There are some topics that were not covered in detail. For example, there are ways to use and interpret the _TYPE_ variable placed in the output data set by PROC MEANS. At some point, you might also want to combine the summary data generated by PROC MEANS with the original raw data. For more information about these topics, I recommend the following book:
Cody, Ron. 2011. SAS Statistics by Example. Cary, NC: SAS Institute Inc.
1. Starting with the SASHELP data set Heart, compute the following statistics for Height and Weight:
1. Number of nonmissing values
2. Number of missing values
3. Mean
4. Standard deviation
5. Minimum
6. Maximum
Use the appropriate option to print statistics 3 through 6 with two places to the right of the decimal point.
2. Repeat Problem 1 except use a BY statement to compute the statistics broken down by Status.
3. Repeat Problem 2 except use a CLASS statement instead of a BY statement.

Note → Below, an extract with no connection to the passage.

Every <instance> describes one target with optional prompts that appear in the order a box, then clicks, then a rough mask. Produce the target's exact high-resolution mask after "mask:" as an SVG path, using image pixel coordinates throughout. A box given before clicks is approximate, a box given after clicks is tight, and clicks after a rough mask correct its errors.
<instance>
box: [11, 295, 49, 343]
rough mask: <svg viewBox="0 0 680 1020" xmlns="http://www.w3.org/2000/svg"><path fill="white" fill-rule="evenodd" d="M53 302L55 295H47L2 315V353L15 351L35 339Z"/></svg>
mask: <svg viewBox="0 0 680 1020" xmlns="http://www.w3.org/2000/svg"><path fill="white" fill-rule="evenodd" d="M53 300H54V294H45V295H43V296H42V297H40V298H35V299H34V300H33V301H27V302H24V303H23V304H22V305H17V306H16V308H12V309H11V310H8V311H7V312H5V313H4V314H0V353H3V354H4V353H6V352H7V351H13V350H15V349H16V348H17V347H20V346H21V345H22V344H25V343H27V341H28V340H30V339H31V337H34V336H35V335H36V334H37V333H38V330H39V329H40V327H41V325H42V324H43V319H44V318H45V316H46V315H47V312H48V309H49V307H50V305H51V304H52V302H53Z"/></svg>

4. Repeat Problem 3 except use the two CLASS variables Sex and Status. In addition, use the procedure option to show the statistics broken down by every one of the CLASS variables.
5. Repeat Problem 1 except produce an output data set (Summary) instead of printed output. Use the AUTONAME option in the OUTPUT statement to name all of the variables in the Summary data set.
6. Repeat Problem 5 except produce all of the statistics broken down by Status. Use a CLASS statement and only include observations for each level of Status (i.e., do not include the statistics for all the subjects together).
7. Use PROC UNIVARIATE to analyze the variables Height and Weight from the SASHELP data set Heart. Include statements to produce a histogram for each of these variables.
8. Use PROC MEANS to compute the mean and standard deviation of systolic blood pressure (variable name Systolic) for men only (use a WHERE= data set option to do this) for two groups of men: one group comprising men with weights less than or equal to 150 and the other group for men weighing 151 pounds or more. Do this by using a CLASS statement and writing a format to place men in the two weight groups.